Regina Pazvakavambwa
By Regina Pazvakavambwa, ITWeb portals journalist.
Johannesburg, 18 Jan 2018
Martin Walshaw, senior systems engineer at F5.
Martin Walshaw, senior systems engineer at F5.

The growing influence of multi-cloud deployments are helping organisations in the Europe, the Middle East and Africa (EMEA) region better optimise apps, automate and embrace digital transformation.

This is according to the recent study by F5 Networks titled 2018 State of Application Delivery report. The research surveyed over 3 000 IT, networking, application and security professionals from around the world (645 in EMEA).

The study says organisations of all sizes are adapting to the new digital economy through digital transformation projects. Optimising IT infrastructure and processes, gaining a competitive advantage, and improving employee productivity are all driving the projects, it adds. As organisations evolve, they look to the cloud to provide the flexibility necessary to succeed in an increasingly crowded marketplace, notes F5 Networks.

"More than ever before, EMEA is heavily focused on building the foundation necessary for application-driven digital transformation. As a result, many are moving toward multi-cloud environments that will enable them to pioneer platforms for competitive differentiation and innovation in the digital economy," says Martin Walshaw, senior systems engineer at F5.

The report further reveals that IT optimisation is the number one benefit expected from digital transformation efforts in EMEA (69% of respondents). Competitive advantage came second (59%) and business process optimisation was a close third (46%).

Realising these benefits entail a combination of cloud, new app architectures, and IT automation, says the study.

As applications drive business, organisations make IT decisions based on the needs of the apps, leading many to leverage multiple cloud platforms (this year, nearly nine out of ten (87%) reported that they use multiple clouds), says the study.

While multi-cloud environments offer many benefits in terms of speed, scale, and flexibility, challenges include providing consistent security across clouds, protecting apps from a variety of threats, and gaining visibility into application health, adds the study.

It also says organisations continue to be less confident in their ability to protect applications in public cloud or multi-cloud environments.

Key app service security challenges include the increasing sophistication of attacks (42%), employees underestimating the impact of not following security policies (41%), the increasing complexity of security solutions (29%), mobile app security (35%) and lack of IT security skills (28%), says F5.
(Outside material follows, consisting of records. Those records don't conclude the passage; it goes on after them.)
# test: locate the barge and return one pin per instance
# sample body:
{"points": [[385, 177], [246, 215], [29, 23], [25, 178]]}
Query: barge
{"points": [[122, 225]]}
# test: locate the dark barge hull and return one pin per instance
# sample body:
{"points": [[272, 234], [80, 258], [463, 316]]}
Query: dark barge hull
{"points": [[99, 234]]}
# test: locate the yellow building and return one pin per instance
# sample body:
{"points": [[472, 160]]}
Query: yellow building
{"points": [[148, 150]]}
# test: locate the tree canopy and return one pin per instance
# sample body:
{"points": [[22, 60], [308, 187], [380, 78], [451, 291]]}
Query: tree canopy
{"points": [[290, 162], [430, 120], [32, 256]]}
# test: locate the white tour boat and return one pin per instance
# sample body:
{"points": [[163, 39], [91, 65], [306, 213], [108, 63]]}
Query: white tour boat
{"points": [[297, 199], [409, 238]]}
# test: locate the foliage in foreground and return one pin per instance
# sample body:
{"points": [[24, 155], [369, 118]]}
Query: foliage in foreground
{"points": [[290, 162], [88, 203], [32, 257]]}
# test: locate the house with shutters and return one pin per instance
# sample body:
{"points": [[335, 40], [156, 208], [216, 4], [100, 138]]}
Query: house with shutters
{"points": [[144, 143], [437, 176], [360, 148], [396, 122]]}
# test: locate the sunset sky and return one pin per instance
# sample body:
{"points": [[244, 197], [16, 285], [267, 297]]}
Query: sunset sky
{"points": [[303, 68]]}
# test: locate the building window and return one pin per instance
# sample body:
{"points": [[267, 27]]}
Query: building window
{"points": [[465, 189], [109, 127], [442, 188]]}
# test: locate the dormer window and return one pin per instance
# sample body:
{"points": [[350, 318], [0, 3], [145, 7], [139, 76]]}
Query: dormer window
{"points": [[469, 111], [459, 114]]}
Organisations are ramping up Web application firewalls (WAF) deployments to protect their apps, says F5. Respondents who have a WAF currently deployed tend to feel more confident in their ability to withstand application-layer attacks, although this confidence is more pronounced for on-premises deployments, it says. Organisations with applications deployed in the cloud are challenged to move from network-focused security to application-centric solutions, says the report.